Following your dreams is good... especially since you won’t have to worry about them putting any restraining orders against you.
Why is Stephen Hawking a bad husband?
Because he doesn't stand up for his wife.
My ex's love for me :(
I still love the dude sadly, but I won't take him back.
My bro said food was cool. So I threw a piece of cool chicken at him. For some reason, he hit me, OOF.
I love everyone.
Why did the boy kill his girlfriend?
Because he had a crush on her.
An elderly man was happy to finally see his wife again and was packing.

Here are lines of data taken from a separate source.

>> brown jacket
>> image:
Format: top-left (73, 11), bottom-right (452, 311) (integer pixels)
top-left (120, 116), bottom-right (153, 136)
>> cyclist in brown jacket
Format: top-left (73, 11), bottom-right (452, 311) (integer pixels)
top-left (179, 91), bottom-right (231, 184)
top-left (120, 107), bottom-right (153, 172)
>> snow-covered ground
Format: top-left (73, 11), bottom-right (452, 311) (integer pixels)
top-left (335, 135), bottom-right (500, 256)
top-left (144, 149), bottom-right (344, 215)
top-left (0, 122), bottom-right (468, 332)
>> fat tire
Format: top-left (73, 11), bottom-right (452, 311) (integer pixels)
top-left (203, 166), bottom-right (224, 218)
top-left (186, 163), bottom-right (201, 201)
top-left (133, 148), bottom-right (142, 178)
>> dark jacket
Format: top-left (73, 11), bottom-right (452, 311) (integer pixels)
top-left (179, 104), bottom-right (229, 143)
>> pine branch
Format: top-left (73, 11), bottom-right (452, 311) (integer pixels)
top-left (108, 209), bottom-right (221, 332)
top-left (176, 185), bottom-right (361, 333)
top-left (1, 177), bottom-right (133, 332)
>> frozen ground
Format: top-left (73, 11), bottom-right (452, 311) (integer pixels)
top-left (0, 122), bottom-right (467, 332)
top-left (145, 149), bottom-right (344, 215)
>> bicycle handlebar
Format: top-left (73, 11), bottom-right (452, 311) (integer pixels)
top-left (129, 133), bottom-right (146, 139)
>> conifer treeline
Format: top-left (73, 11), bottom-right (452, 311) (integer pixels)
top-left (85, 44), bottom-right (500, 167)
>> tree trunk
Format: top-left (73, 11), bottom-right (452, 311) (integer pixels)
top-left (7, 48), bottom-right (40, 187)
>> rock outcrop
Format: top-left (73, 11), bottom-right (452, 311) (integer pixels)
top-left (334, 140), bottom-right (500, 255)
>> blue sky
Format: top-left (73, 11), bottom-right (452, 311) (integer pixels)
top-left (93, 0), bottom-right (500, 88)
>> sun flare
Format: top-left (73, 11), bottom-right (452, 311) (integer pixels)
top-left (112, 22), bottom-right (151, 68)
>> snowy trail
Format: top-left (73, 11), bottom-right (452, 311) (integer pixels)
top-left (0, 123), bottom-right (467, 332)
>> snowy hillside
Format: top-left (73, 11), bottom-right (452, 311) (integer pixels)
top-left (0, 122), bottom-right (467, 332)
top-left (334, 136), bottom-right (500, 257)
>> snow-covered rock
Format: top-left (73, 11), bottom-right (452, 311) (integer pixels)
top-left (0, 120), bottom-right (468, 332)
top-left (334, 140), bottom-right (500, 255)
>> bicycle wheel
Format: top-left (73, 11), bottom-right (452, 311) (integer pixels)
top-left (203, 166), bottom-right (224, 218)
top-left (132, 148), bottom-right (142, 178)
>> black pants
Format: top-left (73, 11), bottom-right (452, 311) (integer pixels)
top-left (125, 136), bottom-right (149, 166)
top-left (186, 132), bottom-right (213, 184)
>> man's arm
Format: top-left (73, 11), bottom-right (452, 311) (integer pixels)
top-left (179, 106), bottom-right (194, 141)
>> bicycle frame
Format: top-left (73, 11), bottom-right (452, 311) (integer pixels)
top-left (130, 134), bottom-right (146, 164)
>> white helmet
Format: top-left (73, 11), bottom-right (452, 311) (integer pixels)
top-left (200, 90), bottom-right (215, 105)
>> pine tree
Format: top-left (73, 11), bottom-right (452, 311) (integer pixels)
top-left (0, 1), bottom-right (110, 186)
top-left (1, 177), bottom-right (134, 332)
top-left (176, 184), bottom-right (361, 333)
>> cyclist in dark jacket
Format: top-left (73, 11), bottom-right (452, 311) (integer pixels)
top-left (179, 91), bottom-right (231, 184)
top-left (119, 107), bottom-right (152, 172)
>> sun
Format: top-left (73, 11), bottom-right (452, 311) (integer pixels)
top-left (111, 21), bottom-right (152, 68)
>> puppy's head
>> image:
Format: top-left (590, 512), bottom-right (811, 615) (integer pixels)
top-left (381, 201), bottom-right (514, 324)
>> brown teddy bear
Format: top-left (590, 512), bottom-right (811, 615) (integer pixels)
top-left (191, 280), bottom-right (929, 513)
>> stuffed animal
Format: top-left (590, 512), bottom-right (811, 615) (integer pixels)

He told everyone about the trip.
"I will see her in one week!"
A week later, he died.
What's two lesbians in a tent?
A finger hut.
Ur mom, ohhhhhhhhhhhhhhhhhhh!
I have no friends :'(
Why can't orphans have family time?
They don't have a family.
Why is Viagra just like Disneyland?
It's a 1 hour wait for a 5 minute ride.
Why don't orphans call...
Because they can't call home.
Best way to kiss someone is to lick inside their mouth with your tongue a lot of times, and they will really like it, especially me!! - lizard kiss+ french kiss= SloBbY Kiss.
Thanks for learning and getting advice.
Also, don't be such a horny one!
Why does my brother have no mom?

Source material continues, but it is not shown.